Des flexi-jobs face à la pénurie de professeurs ? "Être prof, ça ne s'improvise pas. Or, on laisse à penser que c'est un métier facile"
Face à la pénurie d'enseignants, "l'idée des flexi-jobs peut être examinée", a déclaré ce 13 juin la ministre de l'Éducation de la Fédération Wallonie-Bruxelles sur LN24. Si Valérie Glatigny (MR) assure qu'il ne s'agit pour l'instant que "d'une piste parmi d'autres", cette idée est, on s'en doute, loin de faire l'unanimité auprès des syndicats.

- Publié le 21-06-2025 à 08h31

"Cela ne m'inspire rien de bon", réagit Roland Lahaye, secrétaire général de la CSC Enseignement. Selon lui, même si le gouvernement a la volonté affirmée de combattre la pénurie, il utilise les mauvais moyens. "Lutter contre la pénurie, ce n'est pas se donner bonne conscience en plaçant un adulte face aux élèves, mais plutôt avoir des enseignants disposant d'une formation correcte et complète. Ce n'est donc pas en passant par des flexi-jobs qu'on arrivera à atteindre l'objectif", déplore-t-il.
Roland Lahaye craint que tout un chacun puisse penser qu'il peut devenir professeur, sans même avoir reçu de formation préalable. "On laisse à penser qu'enseignant est un métier facile, que tout le monde peut exercer.
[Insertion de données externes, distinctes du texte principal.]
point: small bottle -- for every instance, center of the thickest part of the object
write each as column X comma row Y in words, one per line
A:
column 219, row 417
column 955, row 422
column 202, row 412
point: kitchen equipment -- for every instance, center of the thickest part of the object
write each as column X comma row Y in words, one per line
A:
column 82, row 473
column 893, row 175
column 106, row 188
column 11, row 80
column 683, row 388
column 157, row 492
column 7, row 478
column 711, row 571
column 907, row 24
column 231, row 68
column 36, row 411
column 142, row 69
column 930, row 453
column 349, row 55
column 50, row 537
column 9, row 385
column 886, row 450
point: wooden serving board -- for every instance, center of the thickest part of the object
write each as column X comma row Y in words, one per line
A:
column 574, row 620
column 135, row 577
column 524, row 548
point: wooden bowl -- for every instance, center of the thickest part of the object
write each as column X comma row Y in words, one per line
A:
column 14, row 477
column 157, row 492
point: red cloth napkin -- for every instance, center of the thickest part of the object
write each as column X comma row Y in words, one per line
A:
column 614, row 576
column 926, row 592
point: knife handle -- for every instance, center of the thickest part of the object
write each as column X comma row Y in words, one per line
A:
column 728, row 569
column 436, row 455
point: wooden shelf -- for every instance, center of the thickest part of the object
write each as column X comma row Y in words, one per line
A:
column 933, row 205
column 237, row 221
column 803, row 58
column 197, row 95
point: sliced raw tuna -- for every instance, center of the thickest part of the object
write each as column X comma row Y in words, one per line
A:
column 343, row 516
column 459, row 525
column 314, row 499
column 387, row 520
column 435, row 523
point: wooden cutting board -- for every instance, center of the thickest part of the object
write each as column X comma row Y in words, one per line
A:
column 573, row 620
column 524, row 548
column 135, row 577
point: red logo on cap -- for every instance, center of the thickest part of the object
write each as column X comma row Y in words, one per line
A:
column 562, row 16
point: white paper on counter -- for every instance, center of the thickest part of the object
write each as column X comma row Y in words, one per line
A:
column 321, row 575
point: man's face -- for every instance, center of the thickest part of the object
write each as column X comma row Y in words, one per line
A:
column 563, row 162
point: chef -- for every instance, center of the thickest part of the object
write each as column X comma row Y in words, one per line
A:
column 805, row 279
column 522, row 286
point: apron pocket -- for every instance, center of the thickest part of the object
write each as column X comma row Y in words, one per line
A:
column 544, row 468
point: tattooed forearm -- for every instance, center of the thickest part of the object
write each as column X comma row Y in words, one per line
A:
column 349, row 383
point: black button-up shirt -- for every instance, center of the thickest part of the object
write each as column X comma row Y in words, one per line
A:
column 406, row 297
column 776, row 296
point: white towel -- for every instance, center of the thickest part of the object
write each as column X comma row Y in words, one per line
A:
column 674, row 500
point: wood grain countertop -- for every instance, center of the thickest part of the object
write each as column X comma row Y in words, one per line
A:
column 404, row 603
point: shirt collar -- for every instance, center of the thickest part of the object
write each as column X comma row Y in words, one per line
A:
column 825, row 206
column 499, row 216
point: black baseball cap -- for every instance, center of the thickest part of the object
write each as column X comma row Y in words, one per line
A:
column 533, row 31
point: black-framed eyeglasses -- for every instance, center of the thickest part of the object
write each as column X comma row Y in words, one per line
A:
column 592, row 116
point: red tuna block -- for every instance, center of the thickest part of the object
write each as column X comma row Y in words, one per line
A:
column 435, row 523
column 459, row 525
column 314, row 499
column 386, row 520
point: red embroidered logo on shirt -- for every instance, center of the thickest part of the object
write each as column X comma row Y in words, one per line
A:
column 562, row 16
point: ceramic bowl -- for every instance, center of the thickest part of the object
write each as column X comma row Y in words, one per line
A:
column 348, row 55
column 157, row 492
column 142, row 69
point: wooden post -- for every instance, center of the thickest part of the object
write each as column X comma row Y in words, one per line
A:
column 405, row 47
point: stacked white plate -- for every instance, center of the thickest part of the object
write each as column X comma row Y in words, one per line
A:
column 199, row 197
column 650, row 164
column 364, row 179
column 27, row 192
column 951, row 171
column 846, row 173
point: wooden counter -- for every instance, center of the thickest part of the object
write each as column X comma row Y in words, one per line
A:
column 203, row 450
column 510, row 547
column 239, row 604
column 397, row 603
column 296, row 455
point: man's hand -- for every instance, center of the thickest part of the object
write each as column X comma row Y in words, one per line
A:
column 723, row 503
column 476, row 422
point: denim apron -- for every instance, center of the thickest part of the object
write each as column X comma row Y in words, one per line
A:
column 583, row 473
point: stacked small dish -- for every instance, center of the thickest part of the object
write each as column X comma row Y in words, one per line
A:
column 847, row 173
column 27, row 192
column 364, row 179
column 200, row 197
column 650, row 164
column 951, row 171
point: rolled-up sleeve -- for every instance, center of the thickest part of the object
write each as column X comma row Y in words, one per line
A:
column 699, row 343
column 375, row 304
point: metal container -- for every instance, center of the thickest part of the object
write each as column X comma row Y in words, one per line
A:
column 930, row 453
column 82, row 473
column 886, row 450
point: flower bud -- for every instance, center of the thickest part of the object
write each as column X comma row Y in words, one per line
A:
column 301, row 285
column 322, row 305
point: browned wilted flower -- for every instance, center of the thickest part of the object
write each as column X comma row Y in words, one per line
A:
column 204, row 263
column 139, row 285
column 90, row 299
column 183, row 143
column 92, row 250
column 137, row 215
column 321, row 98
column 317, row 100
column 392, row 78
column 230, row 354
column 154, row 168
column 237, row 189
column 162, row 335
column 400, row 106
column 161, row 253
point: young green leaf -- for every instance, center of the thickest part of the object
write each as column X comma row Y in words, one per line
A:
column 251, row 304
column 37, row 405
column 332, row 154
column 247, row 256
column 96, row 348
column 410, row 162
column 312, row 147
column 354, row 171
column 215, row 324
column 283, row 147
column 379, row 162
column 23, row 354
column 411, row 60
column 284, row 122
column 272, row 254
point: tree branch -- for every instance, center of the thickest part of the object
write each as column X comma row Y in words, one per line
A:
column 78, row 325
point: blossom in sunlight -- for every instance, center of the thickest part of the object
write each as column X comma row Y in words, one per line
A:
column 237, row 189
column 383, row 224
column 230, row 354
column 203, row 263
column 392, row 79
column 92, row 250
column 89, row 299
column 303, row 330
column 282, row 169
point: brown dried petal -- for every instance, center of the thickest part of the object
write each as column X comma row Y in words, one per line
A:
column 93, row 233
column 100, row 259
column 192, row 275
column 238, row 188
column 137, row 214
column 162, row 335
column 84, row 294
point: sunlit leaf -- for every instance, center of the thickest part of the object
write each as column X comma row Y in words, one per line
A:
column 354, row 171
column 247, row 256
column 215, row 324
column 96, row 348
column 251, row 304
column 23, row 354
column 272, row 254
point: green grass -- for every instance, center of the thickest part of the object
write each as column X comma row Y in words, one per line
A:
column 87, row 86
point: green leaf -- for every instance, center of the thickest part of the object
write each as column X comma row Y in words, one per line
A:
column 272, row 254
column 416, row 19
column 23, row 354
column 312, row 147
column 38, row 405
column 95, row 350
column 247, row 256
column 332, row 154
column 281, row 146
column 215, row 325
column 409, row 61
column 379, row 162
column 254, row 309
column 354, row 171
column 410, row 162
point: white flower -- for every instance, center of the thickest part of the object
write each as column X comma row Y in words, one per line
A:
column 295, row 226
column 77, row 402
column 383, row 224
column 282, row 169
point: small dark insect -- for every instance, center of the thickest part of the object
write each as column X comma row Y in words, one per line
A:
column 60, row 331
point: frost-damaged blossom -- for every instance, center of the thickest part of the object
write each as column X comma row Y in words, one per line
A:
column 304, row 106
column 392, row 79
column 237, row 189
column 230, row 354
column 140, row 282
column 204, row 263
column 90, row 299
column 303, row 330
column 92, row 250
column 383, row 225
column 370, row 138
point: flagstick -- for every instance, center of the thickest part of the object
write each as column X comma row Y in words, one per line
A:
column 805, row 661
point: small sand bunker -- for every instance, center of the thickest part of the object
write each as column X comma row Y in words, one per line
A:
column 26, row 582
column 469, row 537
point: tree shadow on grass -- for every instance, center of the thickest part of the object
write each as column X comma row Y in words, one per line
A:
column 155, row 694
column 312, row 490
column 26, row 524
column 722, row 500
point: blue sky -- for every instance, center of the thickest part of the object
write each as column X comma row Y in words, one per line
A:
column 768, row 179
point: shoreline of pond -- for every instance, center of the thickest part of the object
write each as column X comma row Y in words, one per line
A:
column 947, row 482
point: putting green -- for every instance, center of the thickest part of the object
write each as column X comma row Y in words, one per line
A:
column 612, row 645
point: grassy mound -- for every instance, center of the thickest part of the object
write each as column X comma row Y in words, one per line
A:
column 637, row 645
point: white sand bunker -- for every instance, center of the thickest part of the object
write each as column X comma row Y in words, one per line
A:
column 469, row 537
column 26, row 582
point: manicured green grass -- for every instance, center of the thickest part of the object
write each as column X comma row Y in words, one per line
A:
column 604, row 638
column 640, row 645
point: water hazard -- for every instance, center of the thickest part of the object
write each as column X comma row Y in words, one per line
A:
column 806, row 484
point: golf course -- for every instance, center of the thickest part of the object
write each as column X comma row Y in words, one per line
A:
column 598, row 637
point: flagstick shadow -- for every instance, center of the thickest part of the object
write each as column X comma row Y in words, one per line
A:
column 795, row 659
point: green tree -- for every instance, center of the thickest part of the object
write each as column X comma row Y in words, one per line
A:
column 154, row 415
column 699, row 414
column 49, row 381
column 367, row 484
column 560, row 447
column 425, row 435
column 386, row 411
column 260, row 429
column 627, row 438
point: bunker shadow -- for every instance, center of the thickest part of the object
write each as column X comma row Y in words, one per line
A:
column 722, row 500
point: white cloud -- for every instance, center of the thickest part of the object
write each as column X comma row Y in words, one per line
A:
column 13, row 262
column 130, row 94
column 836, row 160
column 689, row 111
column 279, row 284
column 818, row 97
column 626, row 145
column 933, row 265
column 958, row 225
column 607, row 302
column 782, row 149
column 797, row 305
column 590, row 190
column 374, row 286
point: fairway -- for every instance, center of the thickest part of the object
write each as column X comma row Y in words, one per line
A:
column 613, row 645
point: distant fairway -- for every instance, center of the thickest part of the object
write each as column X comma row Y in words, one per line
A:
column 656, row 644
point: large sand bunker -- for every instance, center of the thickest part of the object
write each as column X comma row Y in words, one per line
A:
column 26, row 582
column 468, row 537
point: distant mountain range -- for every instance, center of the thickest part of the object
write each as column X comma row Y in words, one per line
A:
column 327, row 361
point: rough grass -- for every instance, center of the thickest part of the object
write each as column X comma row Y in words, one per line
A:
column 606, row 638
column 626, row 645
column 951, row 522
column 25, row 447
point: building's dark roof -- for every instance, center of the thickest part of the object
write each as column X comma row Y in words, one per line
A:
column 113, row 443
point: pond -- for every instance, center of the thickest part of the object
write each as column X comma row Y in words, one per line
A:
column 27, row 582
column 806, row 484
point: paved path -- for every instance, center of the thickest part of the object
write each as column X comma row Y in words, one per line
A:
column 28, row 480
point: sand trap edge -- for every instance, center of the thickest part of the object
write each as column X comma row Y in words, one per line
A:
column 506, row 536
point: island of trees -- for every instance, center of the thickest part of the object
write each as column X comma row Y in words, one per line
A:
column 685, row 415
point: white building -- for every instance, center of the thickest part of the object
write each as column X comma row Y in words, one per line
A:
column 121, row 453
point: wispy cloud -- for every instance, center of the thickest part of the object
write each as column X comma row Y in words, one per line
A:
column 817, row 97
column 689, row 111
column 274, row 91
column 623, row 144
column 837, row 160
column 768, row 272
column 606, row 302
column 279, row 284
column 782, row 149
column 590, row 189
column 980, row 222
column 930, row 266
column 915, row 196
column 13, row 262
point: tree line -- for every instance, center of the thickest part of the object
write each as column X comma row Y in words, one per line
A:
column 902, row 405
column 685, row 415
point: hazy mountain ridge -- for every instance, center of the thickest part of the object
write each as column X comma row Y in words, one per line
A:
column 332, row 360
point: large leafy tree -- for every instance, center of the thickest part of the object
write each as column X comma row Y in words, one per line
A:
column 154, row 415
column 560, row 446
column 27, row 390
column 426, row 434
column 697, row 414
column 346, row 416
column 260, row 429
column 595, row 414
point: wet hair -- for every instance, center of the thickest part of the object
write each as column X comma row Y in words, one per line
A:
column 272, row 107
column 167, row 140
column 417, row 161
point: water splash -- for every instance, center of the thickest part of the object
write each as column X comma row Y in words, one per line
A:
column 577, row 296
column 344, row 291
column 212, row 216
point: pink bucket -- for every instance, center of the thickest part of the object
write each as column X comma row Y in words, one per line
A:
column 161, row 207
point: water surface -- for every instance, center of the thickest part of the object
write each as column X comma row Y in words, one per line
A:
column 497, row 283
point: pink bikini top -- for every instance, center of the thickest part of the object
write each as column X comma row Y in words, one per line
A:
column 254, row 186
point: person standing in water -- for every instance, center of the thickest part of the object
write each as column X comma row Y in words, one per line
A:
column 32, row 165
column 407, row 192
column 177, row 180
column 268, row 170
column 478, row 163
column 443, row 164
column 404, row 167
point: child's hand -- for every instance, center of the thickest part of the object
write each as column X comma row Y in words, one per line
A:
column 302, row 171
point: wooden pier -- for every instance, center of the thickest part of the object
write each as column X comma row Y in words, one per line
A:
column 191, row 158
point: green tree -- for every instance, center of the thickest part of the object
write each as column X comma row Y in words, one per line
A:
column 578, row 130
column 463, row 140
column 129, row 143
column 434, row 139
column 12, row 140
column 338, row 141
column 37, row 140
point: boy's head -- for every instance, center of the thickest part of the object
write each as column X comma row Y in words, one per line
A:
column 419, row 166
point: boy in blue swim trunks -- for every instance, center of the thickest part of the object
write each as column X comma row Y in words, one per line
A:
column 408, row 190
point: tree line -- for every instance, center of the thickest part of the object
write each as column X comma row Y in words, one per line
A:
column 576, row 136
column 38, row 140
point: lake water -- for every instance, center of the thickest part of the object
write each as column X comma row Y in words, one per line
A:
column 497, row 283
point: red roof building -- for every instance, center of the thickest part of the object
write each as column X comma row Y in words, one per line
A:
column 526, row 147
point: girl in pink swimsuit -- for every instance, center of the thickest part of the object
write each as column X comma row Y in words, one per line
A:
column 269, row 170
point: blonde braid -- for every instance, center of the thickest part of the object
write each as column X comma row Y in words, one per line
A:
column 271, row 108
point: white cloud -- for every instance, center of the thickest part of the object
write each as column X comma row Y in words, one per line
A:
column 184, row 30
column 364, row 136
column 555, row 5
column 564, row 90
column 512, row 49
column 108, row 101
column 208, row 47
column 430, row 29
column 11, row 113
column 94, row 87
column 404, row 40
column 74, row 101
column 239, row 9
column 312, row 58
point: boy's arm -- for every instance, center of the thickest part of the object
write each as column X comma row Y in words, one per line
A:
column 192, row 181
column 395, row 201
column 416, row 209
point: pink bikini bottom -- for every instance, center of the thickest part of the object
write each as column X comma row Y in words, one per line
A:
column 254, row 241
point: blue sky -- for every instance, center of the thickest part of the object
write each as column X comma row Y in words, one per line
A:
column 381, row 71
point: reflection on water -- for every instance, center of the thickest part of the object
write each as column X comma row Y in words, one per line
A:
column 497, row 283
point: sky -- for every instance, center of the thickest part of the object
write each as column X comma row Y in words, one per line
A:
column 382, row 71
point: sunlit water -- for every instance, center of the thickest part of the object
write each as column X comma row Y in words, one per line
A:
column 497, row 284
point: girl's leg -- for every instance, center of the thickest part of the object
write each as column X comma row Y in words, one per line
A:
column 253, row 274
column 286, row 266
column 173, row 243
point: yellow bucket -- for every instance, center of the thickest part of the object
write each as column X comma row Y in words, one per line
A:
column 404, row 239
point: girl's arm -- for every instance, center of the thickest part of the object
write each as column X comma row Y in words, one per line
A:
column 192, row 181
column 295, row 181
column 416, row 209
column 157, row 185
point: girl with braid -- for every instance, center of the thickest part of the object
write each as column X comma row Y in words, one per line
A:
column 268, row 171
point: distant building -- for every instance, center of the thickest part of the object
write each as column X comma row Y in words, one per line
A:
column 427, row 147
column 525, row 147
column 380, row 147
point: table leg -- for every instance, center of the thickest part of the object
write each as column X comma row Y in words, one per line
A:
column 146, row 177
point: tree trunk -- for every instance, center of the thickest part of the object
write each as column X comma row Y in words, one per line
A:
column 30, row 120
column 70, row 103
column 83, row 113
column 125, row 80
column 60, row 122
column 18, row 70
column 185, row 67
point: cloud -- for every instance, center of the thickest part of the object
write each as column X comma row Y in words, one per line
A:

Cela revient à rabaisser la profession." En somme, c'est un coup dur pour "ceux qui s'y investissent", soutient-il. "Être prof, ça ne s'improvise pas, surtout maintenant. Le métier est devenu beaucoup plus compliqué parce que les publics qui sont face aux enseignants sont variés et ont parfois des difficultés relationnelles, un mal de vivre, ou une santé mentale particulière, surtout chez les adolescents."
Cela dit, les contours de la proposition restent flous. Interrogée sur d'éventuelles qualifications et/ou conditions nécessaires pour prester un flexi-job dans l'enseignement, la ministre reste prudente et rappelle que "les flexi-jobs sont une piste à considérer parmi d'autres". "Ce n'est d'ailleurs pas la piste sur laquelle nous travaillons, et il n'est dès lors pas question ici de s'avancer sur d'éventuelles modalités pratiques."
Pas une solution adéquate face à la pénurie
Mais quelle que soit la formule, une telle solution reste inenvisageable pour la CSC Enseignement. "Pour nous, ce n'est pas une solution adéquate, assure Roland Lahaye. On préférerait que le gouvernement continue à investir dans des formations solides, au début et tout au long de la carrière. Or, ce qui est aujourd'hui sur la table, ce sont non seulement des flexi-jobs, mais aussi une baisse des moyens accordés à la formation des enseignants durant leur carrière. On parle de ne plus indexer les moyens qui sont accordés à ces instituts de formation en cours de carrière, et à réduire leur dotation. On ne peut pas se permettre de se donner bonne conscience en disant qu'on va régler la pénurie, puis de se rendre compte, dans quelques années, que le système s'écroule."
Selon Roland Lahaye, il est urgent de s'interroger sur "ce qui fait qu'aujourd'hui, les jeunes ne veulent plus s'investir dans un métier d'avenir comme celui de l'enseignement". Pour le syndicaliste, il s'agit d'un problème multifactoriel puisque la pénurie concerne tant les jeunes enseignants que ceux en milieu et fin de carrière. "Le problème est qu'on nous répond que certaines solutions sont coûteuses et que les caisses sont vides. Pour nous, l'école doit rester un investissement plutôt que d'être une colonne dans un budget", s'inquiète-t-il.
D'autres mesures ont déjà été mises en place
De son côté, la ministre Glatigny rappelle avoir déjà mis en place des mesures structurelles de lutte contre la pénurie. Elle cite par exemple "l'extension des pools de remplacement", sorte de "pot" d'enseignants mis à disposition des pouvoirs organisateurs pour remplacer, par zone, les enseignants absents. "Cela permet d'améliorer les conditions de travail des directions et enseignants, tout en assurant la présence d'un professeur dans chaque classe pour garantir les apprentissages", explique-t-elle. D'autres mesures permettent aussi aux enseignants retraités de travailler au-delà de l'âge légal de la pension sur une base volontaire, ou encore de valoriser l'expérience acquise afin d'attirer des professionnels du privé à rejoindre l'enseignement.
"Nous travaillons aussi sur l'attractivité du métier, notamment en restaurant l'autorité et le respect des enseignants", mentionne également Valérie Glatigny. La ministre d'ensuite citer le baromètre du respect lancé en septembre dernier qui a notamment permis de lancer des travaux sur un plan de lutte contre les extrémismes et radicalismes violents à l'école.